Calling Racial Bias Data Collection A "First Step," Advocates Look For Racial Profiling Ban

Attorney General Eric Holder's announcement of a $4.75 million data collection grant-based program is met with pushback from advocates seeking federal action to stop racial profiling.

WASHINGTON — While advocates praised Attorney General Eric Holder's Monday announcement of a new effort to collect data about racial bias in the criminal justice system at the state level, the action is not the federal ban on racial profiling that the civil rights community has sought from the Obama administration.

Calling the $4.75 million grant-based effort an "important" and "first" step, American Civil Liberties Union legislative counsel Jennifer Bellamy told BuzzFeed "a comprehensive ban on profiling" at the federal level "has been the aim of the civil rights community. … That's what we want to see from the administration because the administration has it within its authority to do that tomorrow."

In a video announcing the Justice Department's new National Center for Building Community Trust and Justice, though, Holder did not address the department's ongoing review of its guidance regarding the use of race by federal law enforcement, instead focusing only on the new center.

"Racial disparities contribute to tension in our nation generally and within communities of color specifically, and tend to breed resentment towards law enforcement that is counterproductive to the goal of reducing crime," Holder said. "As a key part of this initiative, we will work with grant recipients and local law enforcement to collect data about stops and searches, arrests, and case outcomes in order to help assess the impact of possible bias. We will conduct this research while simultaneously implementing strategies in five initial pilot sites with the goal of reducing the role of bias and building confidence in the justice system among young people of color."

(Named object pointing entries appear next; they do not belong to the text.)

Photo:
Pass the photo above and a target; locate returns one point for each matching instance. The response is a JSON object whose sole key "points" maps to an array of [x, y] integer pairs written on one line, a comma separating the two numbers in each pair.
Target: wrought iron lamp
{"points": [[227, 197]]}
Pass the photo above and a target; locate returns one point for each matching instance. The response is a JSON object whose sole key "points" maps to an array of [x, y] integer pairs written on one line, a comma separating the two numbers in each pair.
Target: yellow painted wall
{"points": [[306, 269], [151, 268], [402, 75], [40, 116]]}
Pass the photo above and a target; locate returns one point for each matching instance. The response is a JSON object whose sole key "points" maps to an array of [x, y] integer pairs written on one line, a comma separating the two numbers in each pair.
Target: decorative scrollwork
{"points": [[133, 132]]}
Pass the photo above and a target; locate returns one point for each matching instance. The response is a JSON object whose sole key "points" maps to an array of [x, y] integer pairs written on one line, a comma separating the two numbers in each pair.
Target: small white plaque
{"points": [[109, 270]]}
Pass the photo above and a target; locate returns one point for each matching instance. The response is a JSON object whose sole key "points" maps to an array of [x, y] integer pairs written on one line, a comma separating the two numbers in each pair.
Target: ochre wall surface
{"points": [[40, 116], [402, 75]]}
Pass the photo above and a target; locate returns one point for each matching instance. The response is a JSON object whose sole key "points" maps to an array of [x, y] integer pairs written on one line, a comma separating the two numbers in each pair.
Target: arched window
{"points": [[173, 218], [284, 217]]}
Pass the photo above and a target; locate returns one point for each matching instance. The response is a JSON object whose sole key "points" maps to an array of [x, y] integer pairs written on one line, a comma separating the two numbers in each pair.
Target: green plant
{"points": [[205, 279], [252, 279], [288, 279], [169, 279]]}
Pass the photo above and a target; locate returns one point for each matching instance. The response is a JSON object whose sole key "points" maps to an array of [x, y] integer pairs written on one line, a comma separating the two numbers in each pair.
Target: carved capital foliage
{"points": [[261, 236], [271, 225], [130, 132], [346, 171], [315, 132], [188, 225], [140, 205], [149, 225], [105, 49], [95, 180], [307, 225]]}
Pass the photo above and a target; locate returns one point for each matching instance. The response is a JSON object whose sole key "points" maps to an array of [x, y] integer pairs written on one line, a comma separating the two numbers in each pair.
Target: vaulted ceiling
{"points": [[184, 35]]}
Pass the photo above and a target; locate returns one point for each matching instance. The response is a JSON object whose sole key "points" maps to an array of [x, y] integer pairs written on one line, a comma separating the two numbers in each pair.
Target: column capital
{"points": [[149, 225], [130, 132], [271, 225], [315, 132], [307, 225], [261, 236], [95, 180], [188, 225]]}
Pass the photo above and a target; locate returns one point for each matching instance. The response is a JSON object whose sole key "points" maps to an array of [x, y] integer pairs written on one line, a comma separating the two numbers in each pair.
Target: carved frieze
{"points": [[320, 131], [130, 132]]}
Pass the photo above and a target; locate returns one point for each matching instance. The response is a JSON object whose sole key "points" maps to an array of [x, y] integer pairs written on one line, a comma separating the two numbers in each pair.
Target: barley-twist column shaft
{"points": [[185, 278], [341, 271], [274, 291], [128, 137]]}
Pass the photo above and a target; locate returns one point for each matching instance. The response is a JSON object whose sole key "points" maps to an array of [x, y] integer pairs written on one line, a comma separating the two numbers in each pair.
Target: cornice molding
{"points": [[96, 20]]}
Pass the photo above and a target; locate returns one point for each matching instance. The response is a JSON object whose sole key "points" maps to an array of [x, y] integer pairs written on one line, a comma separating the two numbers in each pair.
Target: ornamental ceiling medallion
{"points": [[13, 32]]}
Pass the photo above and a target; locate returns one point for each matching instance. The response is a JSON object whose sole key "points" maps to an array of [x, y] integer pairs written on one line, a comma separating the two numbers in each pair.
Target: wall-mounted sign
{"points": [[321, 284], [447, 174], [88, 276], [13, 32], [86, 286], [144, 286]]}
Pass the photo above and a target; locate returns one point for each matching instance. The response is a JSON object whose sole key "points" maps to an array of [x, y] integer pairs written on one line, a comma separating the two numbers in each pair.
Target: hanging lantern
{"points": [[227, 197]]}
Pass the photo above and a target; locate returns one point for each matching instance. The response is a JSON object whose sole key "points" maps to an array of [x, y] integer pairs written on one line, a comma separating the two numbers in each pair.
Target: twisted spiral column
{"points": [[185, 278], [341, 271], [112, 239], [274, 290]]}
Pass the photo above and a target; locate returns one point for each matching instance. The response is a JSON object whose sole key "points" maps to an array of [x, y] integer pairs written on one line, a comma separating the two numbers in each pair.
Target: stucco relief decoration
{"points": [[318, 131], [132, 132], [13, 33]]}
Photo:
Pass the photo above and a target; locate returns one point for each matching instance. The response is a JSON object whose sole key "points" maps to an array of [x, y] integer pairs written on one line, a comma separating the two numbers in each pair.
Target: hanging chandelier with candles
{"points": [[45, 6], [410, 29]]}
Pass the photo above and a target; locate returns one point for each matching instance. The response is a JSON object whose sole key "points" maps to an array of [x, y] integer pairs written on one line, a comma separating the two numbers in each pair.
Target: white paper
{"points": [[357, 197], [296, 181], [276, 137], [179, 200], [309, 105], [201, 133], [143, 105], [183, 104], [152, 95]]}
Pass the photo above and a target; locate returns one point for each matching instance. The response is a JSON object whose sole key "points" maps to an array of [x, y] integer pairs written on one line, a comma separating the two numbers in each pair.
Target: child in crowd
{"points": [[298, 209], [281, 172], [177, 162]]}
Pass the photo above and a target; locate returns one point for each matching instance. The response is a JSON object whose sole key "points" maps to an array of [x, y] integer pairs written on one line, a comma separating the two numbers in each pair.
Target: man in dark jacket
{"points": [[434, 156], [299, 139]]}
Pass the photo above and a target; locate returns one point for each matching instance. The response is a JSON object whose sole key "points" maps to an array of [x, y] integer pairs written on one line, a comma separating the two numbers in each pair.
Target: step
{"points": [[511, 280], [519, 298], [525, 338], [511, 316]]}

Not everyone hit on the ACLU's perceived shortcomings of the announcement on Monday.

"The NAACP applauds the new Justice Department initiative to curb racial profiling by collecting data on police stops and arrests," the NAACP's criminal justice director, Dr. Niaz Kasravi, said in a statement. "Racial profiling is a daily reality for communities of color across the country. This initiative will help us better understand the breadth and depth of this problem, work to reduce disproportionate contact with law enforcement, and ultimately reduce the disparate number of people of color being funneled into the criminal justice system."

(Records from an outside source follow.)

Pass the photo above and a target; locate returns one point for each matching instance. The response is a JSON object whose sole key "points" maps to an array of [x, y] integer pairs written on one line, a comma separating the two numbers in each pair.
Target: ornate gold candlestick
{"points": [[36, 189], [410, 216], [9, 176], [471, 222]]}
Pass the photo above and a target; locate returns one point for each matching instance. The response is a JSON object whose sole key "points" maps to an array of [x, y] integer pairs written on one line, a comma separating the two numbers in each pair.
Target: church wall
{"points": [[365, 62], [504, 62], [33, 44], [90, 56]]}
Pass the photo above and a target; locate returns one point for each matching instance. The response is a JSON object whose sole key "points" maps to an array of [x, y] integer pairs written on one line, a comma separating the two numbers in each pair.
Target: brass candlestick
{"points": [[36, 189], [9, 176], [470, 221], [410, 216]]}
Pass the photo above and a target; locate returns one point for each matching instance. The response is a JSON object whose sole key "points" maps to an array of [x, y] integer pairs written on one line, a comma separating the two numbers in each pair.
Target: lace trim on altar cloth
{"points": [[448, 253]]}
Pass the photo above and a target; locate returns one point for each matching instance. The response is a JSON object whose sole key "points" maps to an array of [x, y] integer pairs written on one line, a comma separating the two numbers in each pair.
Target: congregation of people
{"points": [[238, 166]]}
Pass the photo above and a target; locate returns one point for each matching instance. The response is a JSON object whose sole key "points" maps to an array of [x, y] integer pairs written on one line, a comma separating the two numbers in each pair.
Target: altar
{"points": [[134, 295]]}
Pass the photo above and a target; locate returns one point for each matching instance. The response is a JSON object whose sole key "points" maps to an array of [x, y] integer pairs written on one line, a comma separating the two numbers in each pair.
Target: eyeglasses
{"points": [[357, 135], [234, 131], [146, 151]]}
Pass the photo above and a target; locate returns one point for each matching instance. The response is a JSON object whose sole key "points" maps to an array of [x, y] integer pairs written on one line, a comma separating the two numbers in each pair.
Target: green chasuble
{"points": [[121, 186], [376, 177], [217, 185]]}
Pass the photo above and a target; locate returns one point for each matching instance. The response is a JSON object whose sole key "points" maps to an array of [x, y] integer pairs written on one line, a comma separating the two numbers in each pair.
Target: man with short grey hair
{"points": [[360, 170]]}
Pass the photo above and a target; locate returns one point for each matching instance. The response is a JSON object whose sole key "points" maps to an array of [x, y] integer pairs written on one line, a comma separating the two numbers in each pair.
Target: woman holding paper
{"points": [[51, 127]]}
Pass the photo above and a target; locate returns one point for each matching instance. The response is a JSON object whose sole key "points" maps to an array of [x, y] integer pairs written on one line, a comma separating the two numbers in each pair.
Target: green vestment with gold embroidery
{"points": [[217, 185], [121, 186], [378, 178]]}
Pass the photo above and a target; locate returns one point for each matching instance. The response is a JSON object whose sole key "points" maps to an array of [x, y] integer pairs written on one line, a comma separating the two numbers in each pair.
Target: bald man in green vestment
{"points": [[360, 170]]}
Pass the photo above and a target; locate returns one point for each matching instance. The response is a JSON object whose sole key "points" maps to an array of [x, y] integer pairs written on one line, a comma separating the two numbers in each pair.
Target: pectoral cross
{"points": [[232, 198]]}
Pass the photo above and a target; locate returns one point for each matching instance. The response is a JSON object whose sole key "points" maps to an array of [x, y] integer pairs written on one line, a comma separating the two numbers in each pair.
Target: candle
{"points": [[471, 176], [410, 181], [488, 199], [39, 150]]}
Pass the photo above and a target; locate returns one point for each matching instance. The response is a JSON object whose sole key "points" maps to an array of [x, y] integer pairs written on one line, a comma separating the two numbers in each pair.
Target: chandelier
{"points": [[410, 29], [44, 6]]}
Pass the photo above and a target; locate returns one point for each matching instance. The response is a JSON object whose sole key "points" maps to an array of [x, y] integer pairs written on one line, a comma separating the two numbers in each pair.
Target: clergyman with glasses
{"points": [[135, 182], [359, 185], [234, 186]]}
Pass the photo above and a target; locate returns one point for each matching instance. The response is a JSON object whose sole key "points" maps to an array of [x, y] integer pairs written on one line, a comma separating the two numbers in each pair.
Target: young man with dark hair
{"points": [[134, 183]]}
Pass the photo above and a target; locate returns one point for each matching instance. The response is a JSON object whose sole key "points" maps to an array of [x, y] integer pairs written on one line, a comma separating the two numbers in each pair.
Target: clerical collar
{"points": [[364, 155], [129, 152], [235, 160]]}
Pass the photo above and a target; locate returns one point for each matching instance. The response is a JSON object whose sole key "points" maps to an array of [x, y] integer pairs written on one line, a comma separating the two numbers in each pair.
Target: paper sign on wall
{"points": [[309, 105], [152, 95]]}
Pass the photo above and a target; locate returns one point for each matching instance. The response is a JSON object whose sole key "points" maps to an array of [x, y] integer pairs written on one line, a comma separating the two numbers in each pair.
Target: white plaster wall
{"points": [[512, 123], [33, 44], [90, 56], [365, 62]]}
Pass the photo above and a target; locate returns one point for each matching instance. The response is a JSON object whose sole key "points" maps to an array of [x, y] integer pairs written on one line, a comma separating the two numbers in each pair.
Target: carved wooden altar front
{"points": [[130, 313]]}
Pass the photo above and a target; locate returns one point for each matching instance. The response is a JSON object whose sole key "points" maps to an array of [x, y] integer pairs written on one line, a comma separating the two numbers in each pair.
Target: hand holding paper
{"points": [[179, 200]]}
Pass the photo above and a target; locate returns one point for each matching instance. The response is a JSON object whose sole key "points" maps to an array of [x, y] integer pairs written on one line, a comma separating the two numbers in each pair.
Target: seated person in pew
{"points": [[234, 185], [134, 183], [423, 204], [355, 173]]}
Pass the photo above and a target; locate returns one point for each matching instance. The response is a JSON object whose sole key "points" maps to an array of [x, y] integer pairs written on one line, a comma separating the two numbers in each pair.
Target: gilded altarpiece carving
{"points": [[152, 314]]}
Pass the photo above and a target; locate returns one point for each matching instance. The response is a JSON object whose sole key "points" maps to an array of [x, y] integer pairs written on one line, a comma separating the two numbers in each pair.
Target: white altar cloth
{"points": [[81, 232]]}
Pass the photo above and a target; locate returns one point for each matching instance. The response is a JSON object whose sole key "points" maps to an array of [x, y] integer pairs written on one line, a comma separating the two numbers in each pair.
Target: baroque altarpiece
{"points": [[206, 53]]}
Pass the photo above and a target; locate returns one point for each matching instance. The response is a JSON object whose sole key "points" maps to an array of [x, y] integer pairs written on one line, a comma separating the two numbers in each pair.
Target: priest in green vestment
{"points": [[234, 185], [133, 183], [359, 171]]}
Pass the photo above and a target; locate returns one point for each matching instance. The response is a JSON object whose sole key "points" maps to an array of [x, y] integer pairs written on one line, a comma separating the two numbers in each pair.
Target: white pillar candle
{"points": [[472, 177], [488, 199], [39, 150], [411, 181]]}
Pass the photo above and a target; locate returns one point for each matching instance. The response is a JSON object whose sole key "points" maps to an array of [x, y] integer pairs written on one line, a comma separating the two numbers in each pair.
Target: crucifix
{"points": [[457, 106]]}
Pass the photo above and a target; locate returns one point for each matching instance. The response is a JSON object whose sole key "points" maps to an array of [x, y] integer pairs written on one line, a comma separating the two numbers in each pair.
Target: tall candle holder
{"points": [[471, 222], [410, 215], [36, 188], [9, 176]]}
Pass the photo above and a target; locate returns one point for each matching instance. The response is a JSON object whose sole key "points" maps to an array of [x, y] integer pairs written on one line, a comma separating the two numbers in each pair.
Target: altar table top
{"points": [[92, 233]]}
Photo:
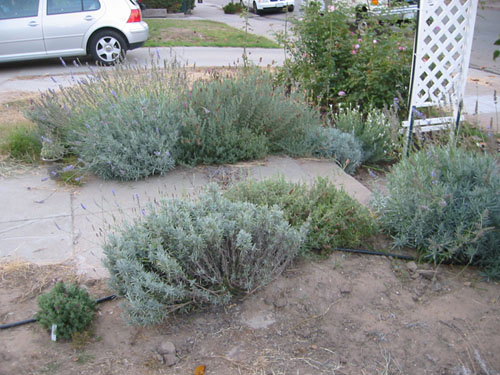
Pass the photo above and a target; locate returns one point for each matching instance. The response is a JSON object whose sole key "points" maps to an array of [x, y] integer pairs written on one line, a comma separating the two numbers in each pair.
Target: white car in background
{"points": [[37, 29], [260, 6], [398, 9]]}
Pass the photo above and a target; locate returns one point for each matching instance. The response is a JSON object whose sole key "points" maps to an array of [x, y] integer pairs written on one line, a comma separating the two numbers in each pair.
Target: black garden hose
{"points": [[22, 322], [379, 253]]}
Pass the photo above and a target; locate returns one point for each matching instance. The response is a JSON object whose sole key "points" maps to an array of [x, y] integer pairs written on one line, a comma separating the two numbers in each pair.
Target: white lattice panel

The ACLU's Bellamy, however, told BuzzFeed, "[T]here's already really good data out there … we already know that this is a problem."

As to the potential for a federal ban on racial profiling, she noted the ongoing review of the guidance — which dates from John Ashcroft's tenure as attorney general under President George W. Bush — saying that "even while this data collection is happening at the state level, the attorney general should also go ahead and issue a comprehensive ban on profiling at the federal level."

In fact, as recently as April 10, a coalition of civil rights groups — including the NAACP and the Leadership Conference on Civil and Human Rights — issued a statement pressing for the administration's resolution of the longtime review, stating, "Racial profiling is unlawful and an ineffective law enforcement practice that violates the human rights of the people targeted. It's time for the administration to propose a meaningful update to this policy. We look forward to learning the details of this proposal." (Civil rights groups have been pushing for the change in the guidance for years now.)

A secondary reason — relating to Holder's announcement Monday — that groups have sought the change in the federal guidance, Bellamy said, is that a federal ban would "send a very strong message to the states that this is an inappropriate practice and something that needs to be banned at the state level, too."